The big 4-8-2 is called a Greenbriar on the C&O. The same wheel arrangement is called a Northern commonly. The C&O wanted a designation with local meaning. In the evolution of Chessie steam, this was from the final group. Lima was the builder in 1948. The 614 was therefore, a modern steam engine.
Full color footage is accompanied by natural sound. The narrative is by Alva Morrison. Original production date is 1985. The show was updated for DVD 2010. A chapter menu is present. Editing is smooth. The audio has a microphone hum, when the narrative is present. Train sounds are excellent, and do not have the hum. Part 1 has very minimal narration. Part 2 has more. Alva does have his usual informative narration. Viewers may wish for additional info overall.

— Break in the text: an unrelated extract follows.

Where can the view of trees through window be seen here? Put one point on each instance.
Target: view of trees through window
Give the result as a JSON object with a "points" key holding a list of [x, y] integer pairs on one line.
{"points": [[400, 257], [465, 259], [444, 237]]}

The cinematography is solid. Framing is thought out and there are a multitude of classic images. Various weather conditions affect the endless supply of runbys. Winter weather was the reality for January, 1985. Some days the weather is dismal, but the train was a working entity. Action is constant. 614 really gets up plenty of steam throughout the show.
Ross Roland owned the 614. This T version of 614 was for testing. Specialized equipment was used to determine multiple factors in the cost of burning coal in 1985. Could updated steam regain it’s crown as preferred power on the mainlines?
Part 2 is centered around Chessie passenger train operations behind 614. The year is 1980. This chapter, film is showing it’s age. Clean appearance, though original condition. Sunshine at last.
614: Thunder in the Alleghenies does contain a plethora of good cinematography. The dreary winter weather in the main part of the show is a concern. However, this is on C&O. Apparently, bad roads and easier access to neighbor B&O, are some reasons the railroad was infrequently filmed with steam in the 1950’s.
C&O vintage steam is very rare. Sunday River does offer some classic C&O steam, as on Articulateds in Appalachia.